再次睜開眼睛的時候,我卻發現自己躺在客棧的床上。側頭,看到昏暗燈火下,秦穆軒手撐著下巴閉目瞌睡的側臉。這個人,臉睡著了脊背都挺得這樣直……
我撐著身體想起來,卻發現胳膊一點力氣都沒有,身體抬到一半居然又摔回床上。
秦穆軒被我鬧得動靜吵醒,微微皺了眉,「你醒了?」
「那個,剛才怎麼了?為什麼我躺在這裡?」我聲音低低的,有點因為吵醒了他而抱歉。
秦穆軒看著我的眼神突然發生了一絲變化,剛才的淡淡慍怒轉而成了驚疑,「剛才我們從賭館回客棧,沒走幾步我一回頭就發現你躺在地上了。」
啊?走著走著就躺地上,如此詭異……我剛才突然覺得非常的睏倦,然後就一切都不知了。
「難道是被下了蠱?」秦穆軒低低說著,似乎在自言自語,然後白衣一飄,人已經在床邊。骨節修長的手指搭在了我的手腕上。
我身體並沒有覺得不適,只是沒有力氣而已,所以不太擔心。眼睛離開秦穆軒的手轉向他的臉,卻發現他眉頭越皺越緊,神色yin鬱。
我輕聲問他,「怎麼了?有什麼不對麼?」
秦穆軒的手指沒有離開我的手腕,反而整個寬闊的掌心握住了我的手。
「沒有不對,脈象穩定,只是氣血稍虛。但是——內力全無。」秦穆軒另一隻手忽然撫上我的臉,讓我直直與他的深如寒潭的眼眸對視。

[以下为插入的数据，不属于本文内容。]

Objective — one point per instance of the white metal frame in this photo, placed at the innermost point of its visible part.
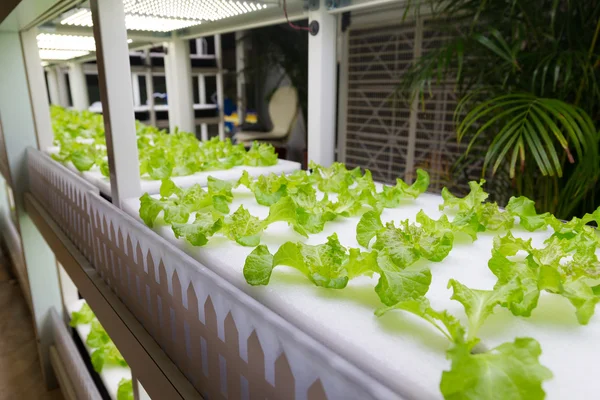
(179, 86)
(19, 131)
(114, 78)
(322, 87)
(79, 92)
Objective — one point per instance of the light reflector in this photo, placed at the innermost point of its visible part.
(83, 17)
(169, 15)
(62, 54)
(65, 42)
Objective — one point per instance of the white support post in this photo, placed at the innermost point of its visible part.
(202, 91)
(414, 109)
(240, 65)
(35, 76)
(220, 91)
(180, 97)
(149, 87)
(79, 93)
(53, 85)
(18, 128)
(114, 79)
(322, 87)
(63, 91)
(135, 89)
(343, 96)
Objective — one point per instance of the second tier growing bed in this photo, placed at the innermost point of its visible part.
(398, 349)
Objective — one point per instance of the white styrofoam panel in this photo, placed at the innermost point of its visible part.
(401, 350)
(95, 177)
(111, 375)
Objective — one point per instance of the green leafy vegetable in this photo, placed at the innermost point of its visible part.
(474, 199)
(391, 196)
(398, 284)
(125, 390)
(104, 350)
(480, 304)
(509, 371)
(328, 265)
(524, 208)
(107, 355)
(197, 233)
(85, 315)
(244, 228)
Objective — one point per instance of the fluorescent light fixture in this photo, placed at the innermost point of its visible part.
(62, 54)
(65, 42)
(156, 24)
(50, 41)
(133, 22)
(208, 10)
(166, 16)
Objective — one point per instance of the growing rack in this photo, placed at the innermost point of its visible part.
(66, 241)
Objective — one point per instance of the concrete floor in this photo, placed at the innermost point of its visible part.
(20, 372)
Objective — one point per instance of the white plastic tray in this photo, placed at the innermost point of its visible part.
(95, 177)
(403, 351)
(110, 375)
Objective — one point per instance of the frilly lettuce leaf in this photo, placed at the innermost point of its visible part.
(125, 390)
(474, 199)
(509, 371)
(480, 304)
(443, 321)
(524, 208)
(328, 265)
(197, 233)
(391, 196)
(85, 315)
(398, 284)
(243, 227)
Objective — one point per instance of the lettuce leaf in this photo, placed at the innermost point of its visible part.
(474, 199)
(443, 321)
(480, 304)
(524, 208)
(391, 196)
(125, 390)
(85, 315)
(243, 227)
(197, 233)
(398, 284)
(509, 371)
(328, 265)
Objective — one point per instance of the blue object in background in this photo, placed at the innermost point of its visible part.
(228, 108)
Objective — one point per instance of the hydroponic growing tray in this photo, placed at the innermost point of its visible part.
(402, 351)
(95, 177)
(110, 375)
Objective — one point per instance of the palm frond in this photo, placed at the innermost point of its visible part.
(524, 125)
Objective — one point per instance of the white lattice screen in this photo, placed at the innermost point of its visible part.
(382, 133)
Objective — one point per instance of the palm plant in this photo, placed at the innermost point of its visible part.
(527, 76)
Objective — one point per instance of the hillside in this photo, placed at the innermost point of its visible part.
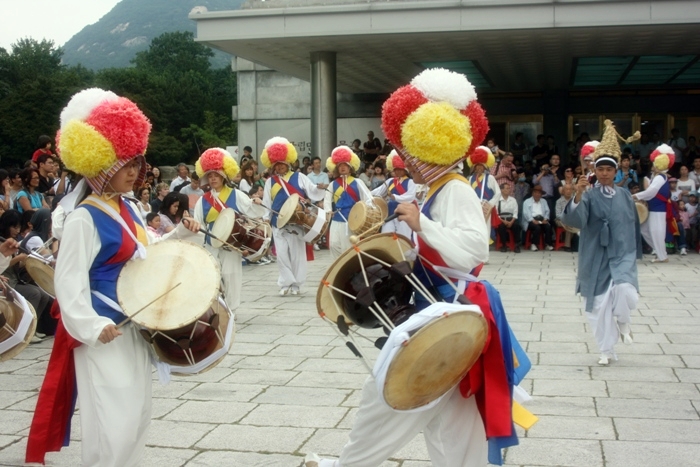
(129, 28)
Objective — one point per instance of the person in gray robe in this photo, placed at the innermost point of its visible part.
(610, 244)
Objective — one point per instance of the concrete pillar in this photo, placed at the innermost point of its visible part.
(323, 104)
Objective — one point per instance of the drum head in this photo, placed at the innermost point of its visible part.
(13, 314)
(357, 216)
(288, 209)
(223, 226)
(642, 211)
(42, 274)
(168, 264)
(434, 359)
(383, 246)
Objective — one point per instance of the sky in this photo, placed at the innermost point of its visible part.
(57, 20)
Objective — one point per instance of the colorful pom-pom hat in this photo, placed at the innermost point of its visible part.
(435, 122)
(278, 149)
(394, 161)
(481, 155)
(342, 155)
(101, 133)
(663, 158)
(219, 161)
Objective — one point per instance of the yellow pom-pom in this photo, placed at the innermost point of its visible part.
(291, 154)
(231, 168)
(662, 162)
(84, 150)
(437, 133)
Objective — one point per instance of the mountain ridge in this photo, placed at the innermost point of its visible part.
(129, 27)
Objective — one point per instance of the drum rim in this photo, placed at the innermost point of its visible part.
(16, 350)
(35, 264)
(284, 217)
(323, 292)
(184, 245)
(404, 355)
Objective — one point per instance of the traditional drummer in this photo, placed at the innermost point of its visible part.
(279, 155)
(342, 194)
(398, 189)
(217, 167)
(103, 138)
(439, 105)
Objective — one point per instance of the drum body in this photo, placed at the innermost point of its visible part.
(17, 323)
(189, 326)
(428, 352)
(311, 219)
(366, 219)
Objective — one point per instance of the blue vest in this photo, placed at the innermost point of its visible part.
(104, 273)
(655, 204)
(393, 203)
(282, 196)
(342, 208)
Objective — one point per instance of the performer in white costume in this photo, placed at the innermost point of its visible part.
(398, 189)
(609, 247)
(658, 198)
(103, 138)
(450, 231)
(279, 155)
(342, 194)
(216, 167)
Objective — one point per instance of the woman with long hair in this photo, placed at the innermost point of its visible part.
(29, 198)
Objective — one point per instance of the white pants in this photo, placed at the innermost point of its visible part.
(453, 431)
(340, 238)
(231, 273)
(610, 309)
(654, 233)
(291, 258)
(400, 227)
(114, 391)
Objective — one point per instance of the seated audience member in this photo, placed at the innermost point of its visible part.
(567, 192)
(153, 223)
(507, 208)
(536, 219)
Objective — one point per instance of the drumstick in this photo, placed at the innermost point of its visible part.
(149, 304)
(354, 239)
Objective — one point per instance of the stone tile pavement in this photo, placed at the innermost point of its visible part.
(289, 386)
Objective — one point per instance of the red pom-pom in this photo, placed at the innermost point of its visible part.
(479, 124)
(480, 156)
(402, 103)
(341, 155)
(212, 159)
(277, 153)
(123, 124)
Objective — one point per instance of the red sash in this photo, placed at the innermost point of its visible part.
(50, 426)
(348, 189)
(288, 186)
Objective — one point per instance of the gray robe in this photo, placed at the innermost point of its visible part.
(610, 241)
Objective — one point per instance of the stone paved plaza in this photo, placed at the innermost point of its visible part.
(289, 386)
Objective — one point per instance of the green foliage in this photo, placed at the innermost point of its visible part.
(188, 103)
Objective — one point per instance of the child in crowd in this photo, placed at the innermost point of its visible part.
(153, 221)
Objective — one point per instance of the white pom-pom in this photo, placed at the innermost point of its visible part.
(276, 140)
(665, 149)
(82, 104)
(440, 85)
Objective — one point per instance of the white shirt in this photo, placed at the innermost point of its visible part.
(509, 204)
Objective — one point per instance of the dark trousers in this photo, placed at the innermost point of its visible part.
(503, 233)
(537, 229)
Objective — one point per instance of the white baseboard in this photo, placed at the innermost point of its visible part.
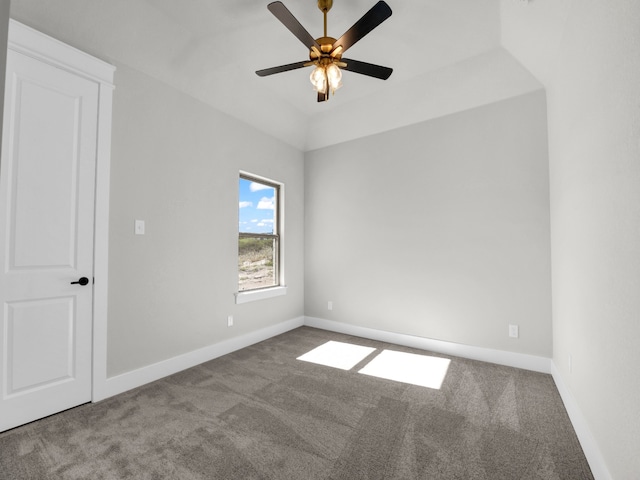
(510, 359)
(136, 378)
(586, 438)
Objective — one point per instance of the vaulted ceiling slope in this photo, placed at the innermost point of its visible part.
(447, 56)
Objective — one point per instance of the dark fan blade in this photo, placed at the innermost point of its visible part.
(281, 68)
(370, 20)
(288, 20)
(365, 68)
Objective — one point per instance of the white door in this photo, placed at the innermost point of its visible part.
(47, 183)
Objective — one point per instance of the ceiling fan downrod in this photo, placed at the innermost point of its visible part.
(325, 6)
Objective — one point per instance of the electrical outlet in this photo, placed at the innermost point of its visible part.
(139, 227)
(513, 331)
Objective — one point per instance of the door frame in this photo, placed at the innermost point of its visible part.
(30, 42)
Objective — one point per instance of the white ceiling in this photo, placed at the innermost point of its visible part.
(446, 55)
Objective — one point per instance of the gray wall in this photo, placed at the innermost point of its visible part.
(440, 229)
(4, 32)
(175, 164)
(594, 139)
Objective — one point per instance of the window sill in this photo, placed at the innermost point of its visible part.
(253, 295)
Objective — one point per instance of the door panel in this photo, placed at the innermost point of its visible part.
(39, 354)
(47, 182)
(53, 117)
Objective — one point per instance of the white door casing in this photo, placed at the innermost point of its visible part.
(50, 147)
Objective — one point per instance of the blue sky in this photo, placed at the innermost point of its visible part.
(256, 207)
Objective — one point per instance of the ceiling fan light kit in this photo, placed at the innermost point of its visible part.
(325, 53)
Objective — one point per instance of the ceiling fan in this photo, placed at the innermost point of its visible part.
(325, 53)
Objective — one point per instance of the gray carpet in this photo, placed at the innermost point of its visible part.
(261, 414)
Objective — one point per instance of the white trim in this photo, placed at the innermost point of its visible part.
(253, 295)
(47, 49)
(151, 373)
(587, 440)
(510, 359)
(101, 244)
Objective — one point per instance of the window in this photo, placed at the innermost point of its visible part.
(259, 236)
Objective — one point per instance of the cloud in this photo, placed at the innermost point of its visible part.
(266, 204)
(254, 187)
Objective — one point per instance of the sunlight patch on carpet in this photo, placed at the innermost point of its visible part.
(421, 370)
(340, 355)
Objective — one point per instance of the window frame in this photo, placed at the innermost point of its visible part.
(278, 288)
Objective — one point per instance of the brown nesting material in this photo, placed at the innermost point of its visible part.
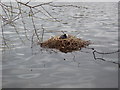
(69, 44)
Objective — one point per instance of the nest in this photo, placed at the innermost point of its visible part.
(69, 44)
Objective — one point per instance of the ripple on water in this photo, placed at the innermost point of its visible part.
(28, 76)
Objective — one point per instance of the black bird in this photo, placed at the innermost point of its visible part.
(63, 36)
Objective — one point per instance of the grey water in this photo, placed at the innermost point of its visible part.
(26, 67)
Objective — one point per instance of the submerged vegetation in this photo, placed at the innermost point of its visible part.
(69, 44)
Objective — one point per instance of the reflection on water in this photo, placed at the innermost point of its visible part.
(40, 68)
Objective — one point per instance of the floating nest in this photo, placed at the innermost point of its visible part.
(68, 44)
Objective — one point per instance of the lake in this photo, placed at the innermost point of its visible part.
(24, 66)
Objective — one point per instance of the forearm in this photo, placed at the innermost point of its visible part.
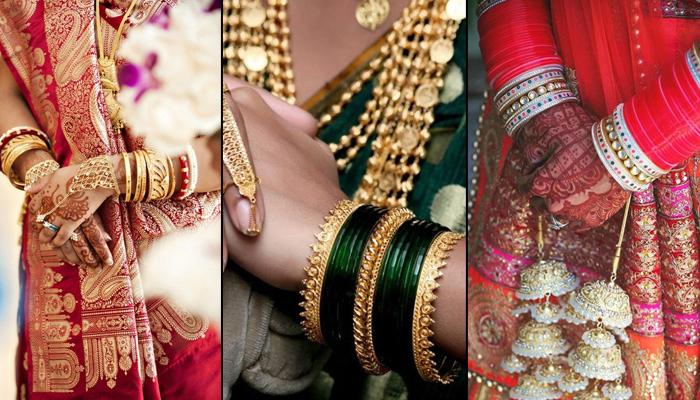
(451, 303)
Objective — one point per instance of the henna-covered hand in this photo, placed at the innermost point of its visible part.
(76, 215)
(564, 168)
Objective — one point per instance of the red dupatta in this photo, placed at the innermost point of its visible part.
(90, 332)
(612, 49)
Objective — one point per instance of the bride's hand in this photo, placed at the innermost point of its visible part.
(75, 218)
(300, 183)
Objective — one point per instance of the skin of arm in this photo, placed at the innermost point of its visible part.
(278, 256)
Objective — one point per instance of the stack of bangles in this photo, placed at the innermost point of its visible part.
(16, 142)
(370, 285)
(153, 176)
(531, 93)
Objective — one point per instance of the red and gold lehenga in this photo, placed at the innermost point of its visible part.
(90, 333)
(611, 51)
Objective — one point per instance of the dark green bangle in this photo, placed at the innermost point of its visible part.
(396, 290)
(337, 295)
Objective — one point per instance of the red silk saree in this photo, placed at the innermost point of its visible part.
(612, 50)
(91, 333)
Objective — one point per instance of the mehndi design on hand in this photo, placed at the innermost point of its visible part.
(97, 172)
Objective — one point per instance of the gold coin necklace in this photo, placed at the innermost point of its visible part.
(396, 120)
(108, 67)
(372, 13)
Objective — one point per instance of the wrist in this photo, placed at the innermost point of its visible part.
(28, 159)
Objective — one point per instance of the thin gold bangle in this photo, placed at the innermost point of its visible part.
(144, 176)
(127, 177)
(421, 334)
(139, 174)
(171, 174)
(316, 269)
(367, 285)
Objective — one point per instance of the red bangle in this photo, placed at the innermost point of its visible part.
(665, 119)
(19, 131)
(185, 175)
(516, 36)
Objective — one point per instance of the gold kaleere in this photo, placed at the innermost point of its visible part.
(541, 340)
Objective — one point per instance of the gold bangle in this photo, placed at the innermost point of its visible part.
(40, 170)
(158, 176)
(435, 259)
(15, 149)
(171, 174)
(144, 176)
(316, 269)
(17, 146)
(96, 172)
(139, 174)
(366, 287)
(127, 176)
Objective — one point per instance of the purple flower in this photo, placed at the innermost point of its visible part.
(162, 18)
(139, 77)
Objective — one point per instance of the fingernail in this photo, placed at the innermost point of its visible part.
(246, 218)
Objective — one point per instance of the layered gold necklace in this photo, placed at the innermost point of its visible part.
(408, 68)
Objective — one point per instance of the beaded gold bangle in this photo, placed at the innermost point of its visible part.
(127, 177)
(316, 269)
(366, 288)
(14, 149)
(613, 160)
(40, 170)
(435, 259)
(140, 174)
(173, 182)
(158, 176)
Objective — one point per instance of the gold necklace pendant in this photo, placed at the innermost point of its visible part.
(372, 13)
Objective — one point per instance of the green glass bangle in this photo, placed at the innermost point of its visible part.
(337, 295)
(414, 264)
(396, 289)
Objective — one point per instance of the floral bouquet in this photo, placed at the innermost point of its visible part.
(171, 78)
(171, 92)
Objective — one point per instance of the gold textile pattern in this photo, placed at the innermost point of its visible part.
(409, 70)
(108, 67)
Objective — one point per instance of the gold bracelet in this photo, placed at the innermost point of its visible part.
(366, 287)
(194, 170)
(143, 178)
(96, 172)
(40, 170)
(138, 188)
(15, 149)
(127, 177)
(316, 269)
(435, 259)
(158, 176)
(173, 182)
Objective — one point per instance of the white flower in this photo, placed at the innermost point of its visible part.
(187, 98)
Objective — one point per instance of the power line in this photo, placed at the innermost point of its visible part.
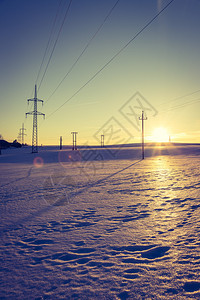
(118, 53)
(48, 43)
(85, 48)
(54, 46)
(35, 113)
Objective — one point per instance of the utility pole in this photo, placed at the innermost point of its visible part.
(60, 142)
(74, 147)
(142, 119)
(22, 134)
(102, 140)
(35, 113)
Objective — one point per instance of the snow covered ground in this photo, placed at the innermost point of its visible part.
(99, 224)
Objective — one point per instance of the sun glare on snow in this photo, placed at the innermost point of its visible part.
(160, 135)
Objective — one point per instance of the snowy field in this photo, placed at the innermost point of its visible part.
(99, 224)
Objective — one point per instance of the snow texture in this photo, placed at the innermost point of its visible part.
(91, 224)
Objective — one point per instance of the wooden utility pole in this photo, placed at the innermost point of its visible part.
(142, 118)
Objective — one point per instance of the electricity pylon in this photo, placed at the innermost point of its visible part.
(143, 119)
(35, 113)
(74, 147)
(22, 134)
(102, 140)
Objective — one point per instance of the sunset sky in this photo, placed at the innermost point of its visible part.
(161, 65)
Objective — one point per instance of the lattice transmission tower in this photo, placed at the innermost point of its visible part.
(22, 134)
(35, 113)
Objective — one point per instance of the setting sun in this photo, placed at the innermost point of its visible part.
(160, 135)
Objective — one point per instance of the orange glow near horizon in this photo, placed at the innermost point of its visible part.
(160, 135)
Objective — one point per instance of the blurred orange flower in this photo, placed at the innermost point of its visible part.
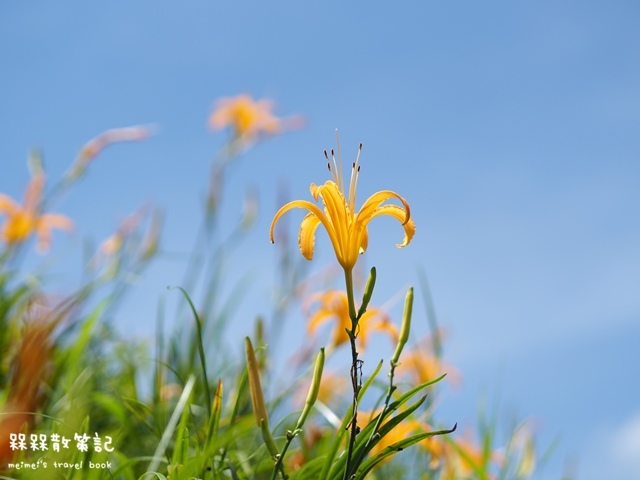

我被他看得心跳有一絲加速,微微掙扎著想轉開臉,卻聽到他說了一句怪話,「現在是無害的那一個。」
「什麼有害無害,你當我是蔬菜啊?」我半嗔半怒瞪他一眼,卻突然反映過來他的話,愣住了。
「奇怪……能說話了。」
秦穆軒稍帶鄙視地瞥我一眼,「你沒意識到自己變回這個人格了?」
我搖搖頭。剛才一直神志恍惚,沒有來得及多想。
秦穆軒忽然放開我,目光又有些疏離的飄向一邊。「看來,你兩個人格漸趨重新融合了。」
我抬頭看他。他方才掌心的溫度,還留在手上,明明那麼溫熱,明明,與我初遇的翩翩佳公子是一樣的……為什麼,一轉眼就又冷了下去。
「是心結慢慢解kai了吧,因為那個人……」秦穆軒語氣難得的溫柔,卻夾雜著嘆息,讓我聽起來覺得,很惶然。為什麼,我覺得,他在離我越來越遠?
「之前強勢的人格不願意離去也是因為放心不下那個人,現在他情蠱已解,終於可以安心,所以又恢復了這個人格。」秦穆軒徑自說著,陳述著他所認知的事實,嘴角卻在不知不覺中,噙上了一抹失落。但是很快,有被一層冷漠覆蓋。「終究,我對你來說,什麼都不是。」
「不是的!」
這一聲,幾乎是衝口而出喊出來的,我抓住他的衣襟,急切看著他,不知道該怎麼推翻他的話。我也不知道,為什麼會這樣失態。從前的我,似乎不是這樣的,這樣不假思索就把一切情緒呈現出來。
「不是……你對我來說……」
我半跪在床上抓住他,生怕一撒手,他就消失了。我看見他眸子中的我,慌亂無比,表情像是要哭出來一樣不知所措。
「無邪。」這一聲喚,輕柔綿長,記憶中無數陳舊的畫面交錯重疊,無數聲他輕喚我名字的聲音如回聲悠悠響起……
讓我想起南方原野一浪一浪的草海,想起木質小橋下隨波逐流的蓮燈,想起嘈雜人群中一隻素手一杯淡酒,想起倒扣穹廬下極天之巔紛紛的落雪。